Уже во сне, вместо итальянского шёлкового ковра с изображением «Похищения», я видела, как казак Николай Кныш забрасывает на лошадь маленькую турчаночку в розовых шароварчиках. как стегает хлыстом лошадь, и сердце сильно билось от быстрого бега лошади и тяжело было дышать. Утром температура упала, бабушка обтёрла измученное жаром тельце. Господи! Одни кости, кушать надо.

— Ладно, буду кушать, только ты про турчаночку еще что-нибудь...

— Жили дружно, дом большой построили, детей народили. Да беда пришла, откуда не ждали. Наполеон. А в Одессу актрисы-итальянки чуму завезли. Они в городе часто гастролировали. Одна заболела, потом другая, и пошло. Закрыли Одессу, чтоб зараза не распространялась дальше. Как лечить от этой заразы, толком еще не знали тогда. Мортосы заходили в чумные дома и забирали умерших. В мортосы шли только казаки-добровольцы — верная смерть. Грузили на телеги, рыли глубокую яму и закапывали, потом насыпали большую гору — она так и называется Чумкой. Я тебе её показывала, когда на второе кладбище, помнишь, летом ездили? Пришёл день, когда некому было вывозить трупы. К дому Кныша, твоего прадеда, подъехал сам Дюк Ришелье, ничего не сказал, только голову опустил. Казак и без слов понял главного городского начальника. Мог бы, конечно, отказаться, никто бы не заставил, а он попрощался с Анастасией, с детьми, запряг лошадь в подводу и со двора. Больше родные его не видели. Видно, тоже на Чумке схоронили, вместе со всеми.

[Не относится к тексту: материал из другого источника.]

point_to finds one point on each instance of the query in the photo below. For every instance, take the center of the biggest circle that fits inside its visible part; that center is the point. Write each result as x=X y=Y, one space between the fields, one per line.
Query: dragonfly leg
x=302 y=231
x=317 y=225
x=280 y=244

Дюк Ришелье семью Кныша не забыл, на городском попечении они были. Дети все выучились. Особенно старший сын Осип — капитаном стал, на Старопортофрантовской два дома имел, остальные тоже в люди вышли, но о них я ничего не знаю. А Осип моим дедом был. Всё, Олька, садись за уроки, Алка строго наказала, хватит байды бить. А я на станцию сбегаю да на базар, ещё раскрой надо взять, если перепадёт. Забездельничались мы с тобой.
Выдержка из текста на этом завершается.